Qui, en effet, mieux que [la section du statut de réfugié], est en mesure de jauger la crédibilité d'un récit et de tirer les inférences qui s'imposent? Dans la mesure où les inférences que le tribunal tire ne sont pas déraisonnables au point d'attirer notre intervention, ses conclusions sont à l'abri du contrôle judiciaire.

 

 

[14]           Après tout, c’est la Commission qui était la mieux placée pour évaluer la crédibilité du demandeur principal; il lui était loisible, à titre de juge des faits, d’évaluer la preuve et de lui donner le poids qu’elle mérite. D’après le savant procureur des demandeurs, la Commission a commis une erreur dans son évaluation de la crainte de persécution lorsqu’elle a demandé au demandeur principal d’établir les raisons sous-jacentes aux menaces de mort de l’agent persécuteur. D’après celui-ci, cette question ne devait pas être analysée par la Commission dans son évaluation du bien-fondé de la crainte de persécution. Je ne suis pas d’accord. Il est manifeste ici que c’est plutôt dans le contexte de l’évaluation de la crédibilité de son récit que la Commission a posé cette question au demandeur principal.

[15]           Selon les demandeurs, la Commission se serait également trompée en jugeant que les plaintes du demandeur principal ne faisaient aucune allusion au fait que celui-ci était ciblé parce qu’il appartenait à un parti de transfuges. Les explications de la Commission sont pourtant explicites :

Or le tribunal constate que les plaintes déposées en P-7 et P-8 ne font aucune allusion au fait que le demandeur était ciblé parce qu’il appartenait à un parti de transfuges.

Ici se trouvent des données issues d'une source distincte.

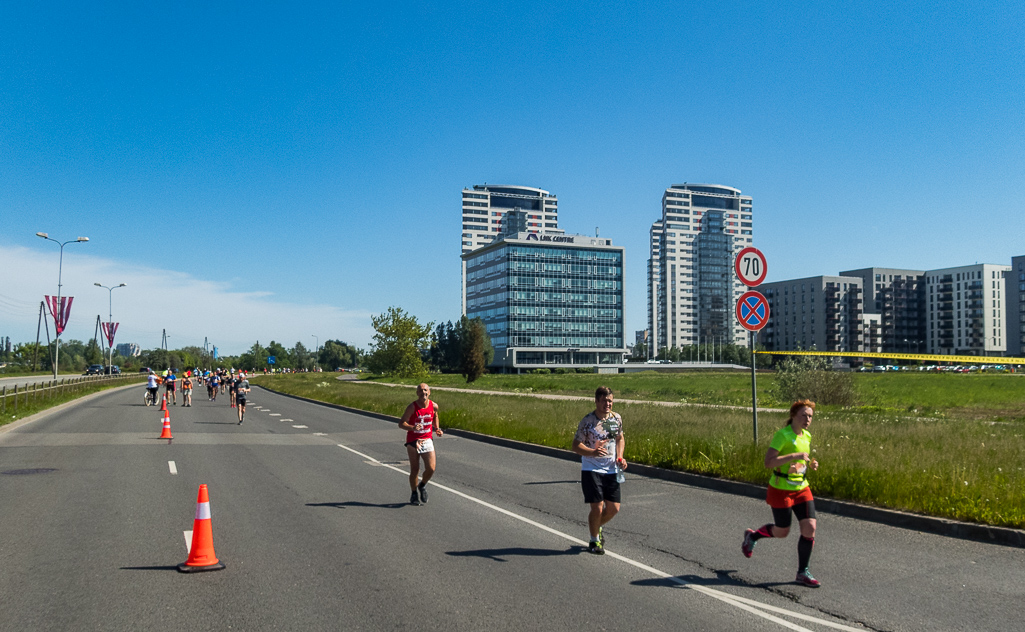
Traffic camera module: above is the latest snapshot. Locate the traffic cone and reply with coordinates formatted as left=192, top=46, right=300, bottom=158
left=157, top=411, right=174, bottom=443
left=178, top=484, right=224, bottom=573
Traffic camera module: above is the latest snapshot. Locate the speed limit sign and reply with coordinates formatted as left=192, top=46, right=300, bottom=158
left=733, top=246, right=767, bottom=288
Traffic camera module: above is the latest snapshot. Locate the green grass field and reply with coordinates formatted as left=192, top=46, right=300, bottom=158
left=256, top=374, right=1025, bottom=529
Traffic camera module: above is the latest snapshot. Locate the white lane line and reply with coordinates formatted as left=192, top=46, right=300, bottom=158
left=337, top=444, right=863, bottom=632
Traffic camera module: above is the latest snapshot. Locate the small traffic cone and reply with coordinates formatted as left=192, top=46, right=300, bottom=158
left=178, top=484, right=224, bottom=573
left=157, top=411, right=174, bottom=444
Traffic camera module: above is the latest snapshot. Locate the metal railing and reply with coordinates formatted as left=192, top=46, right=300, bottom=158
left=0, top=374, right=145, bottom=414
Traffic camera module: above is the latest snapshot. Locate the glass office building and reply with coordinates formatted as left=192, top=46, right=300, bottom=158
left=462, top=231, right=626, bottom=370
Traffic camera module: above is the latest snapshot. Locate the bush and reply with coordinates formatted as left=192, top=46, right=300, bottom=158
left=773, top=355, right=858, bottom=406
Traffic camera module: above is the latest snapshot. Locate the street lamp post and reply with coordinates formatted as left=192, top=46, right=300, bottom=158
left=92, top=283, right=128, bottom=374
left=36, top=233, right=89, bottom=379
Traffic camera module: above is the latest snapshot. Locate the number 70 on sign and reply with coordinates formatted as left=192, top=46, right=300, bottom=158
left=733, top=246, right=768, bottom=288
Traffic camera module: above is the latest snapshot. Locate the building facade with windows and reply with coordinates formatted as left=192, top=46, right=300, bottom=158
left=462, top=231, right=626, bottom=371
left=461, top=184, right=563, bottom=314
left=839, top=267, right=926, bottom=353
left=757, top=277, right=879, bottom=351
left=925, top=263, right=1011, bottom=355
left=648, top=183, right=754, bottom=357
left=1005, top=255, right=1025, bottom=356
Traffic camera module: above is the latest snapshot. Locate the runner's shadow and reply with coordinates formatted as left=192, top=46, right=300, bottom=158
left=306, top=500, right=410, bottom=509
left=119, top=566, right=178, bottom=571
left=446, top=546, right=587, bottom=561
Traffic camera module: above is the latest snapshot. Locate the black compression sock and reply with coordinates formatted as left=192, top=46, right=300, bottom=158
left=797, top=536, right=815, bottom=573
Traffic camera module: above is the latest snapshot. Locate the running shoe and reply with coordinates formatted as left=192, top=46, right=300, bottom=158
left=796, top=568, right=822, bottom=588
left=740, top=529, right=757, bottom=557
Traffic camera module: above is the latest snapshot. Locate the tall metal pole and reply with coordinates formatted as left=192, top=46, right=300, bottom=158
left=749, top=332, right=759, bottom=446
left=36, top=233, right=89, bottom=379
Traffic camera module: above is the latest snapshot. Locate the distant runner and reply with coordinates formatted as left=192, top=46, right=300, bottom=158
left=399, top=384, right=445, bottom=505
left=741, top=399, right=821, bottom=588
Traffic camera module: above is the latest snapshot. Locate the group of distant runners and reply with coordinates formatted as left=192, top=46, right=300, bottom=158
left=399, top=384, right=820, bottom=588
left=146, top=369, right=250, bottom=424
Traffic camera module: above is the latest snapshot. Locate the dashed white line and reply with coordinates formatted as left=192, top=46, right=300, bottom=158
left=337, top=444, right=861, bottom=632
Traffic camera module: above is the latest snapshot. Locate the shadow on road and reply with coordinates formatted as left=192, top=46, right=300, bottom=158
left=306, top=500, right=410, bottom=509
left=446, top=546, right=587, bottom=561
left=119, top=566, right=178, bottom=571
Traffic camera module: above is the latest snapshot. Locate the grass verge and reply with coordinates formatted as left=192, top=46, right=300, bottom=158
left=258, top=374, right=1025, bottom=529
left=0, top=376, right=146, bottom=426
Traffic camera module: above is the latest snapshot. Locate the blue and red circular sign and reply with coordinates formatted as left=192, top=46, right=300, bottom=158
left=737, top=290, right=769, bottom=331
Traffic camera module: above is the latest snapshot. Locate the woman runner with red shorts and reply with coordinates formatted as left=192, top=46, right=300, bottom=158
left=741, top=399, right=820, bottom=588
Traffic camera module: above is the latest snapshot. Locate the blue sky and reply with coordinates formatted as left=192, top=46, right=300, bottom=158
left=0, top=1, right=1025, bottom=353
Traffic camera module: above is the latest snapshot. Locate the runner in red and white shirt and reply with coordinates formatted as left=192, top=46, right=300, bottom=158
left=399, top=384, right=445, bottom=505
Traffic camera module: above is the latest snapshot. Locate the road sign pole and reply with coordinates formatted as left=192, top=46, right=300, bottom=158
left=749, top=332, right=759, bottom=446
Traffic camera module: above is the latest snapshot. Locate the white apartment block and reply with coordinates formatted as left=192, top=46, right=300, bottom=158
left=1007, top=255, right=1025, bottom=356
left=648, top=183, right=753, bottom=356
left=925, top=263, right=1011, bottom=355
left=460, top=183, right=564, bottom=315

Dans la plainte P-7, datée du 10 avril 2002, le demandeur d’asile principal indique qu’il avait peut-être été victime de membres de son parti jaloux du fait qu’il avait été nommé coordonnateur général des élections. Dans la plainte P-8, datée du 20 juillet 2004, les motifs invoqués par le demandeur d’asile principal ne sont pas plus clairs. Il précise qu’il ignore l’auteur des menaces adressés à sa famille et ajoute qu’il est probable qu’il était victime de représailles politiques à cause du fait qu’il occupait un poste de conseiller quand M. Luis Caceres était le maire de la municipalité. Le demandeur d’asile n’a pas pu concilier la teneur de ces deux plaintes avec son FRP, selon lequel il aurait été ciblé à cause de ses liens avec les transfuges.

 

 

[16]           À mon avis, il faut lire ce dernier passage en tant que conclusion portant sur la crédibilité du demandeur principal plutôt qu’en tant que question portant sur l’appréciation des faits, tel que le soumet le procureur des demandeurs. D’ailleurs, le demandeur principal a lui-même formulé plusieurs théories en ce qui à trait aux motifs ayant poussé le ou les agents persécuteurs de perpétrer des actes contre lui et sa famille. Tenant compte des diverses déclarations du demandeur principal, force est de croire qu’il était raisonnable pour la Commission de conclure que ce dernier n’avait pas réussi à concilier la teneur des plaintes, son FRP et le contenu de son témoignage lors de l’audition.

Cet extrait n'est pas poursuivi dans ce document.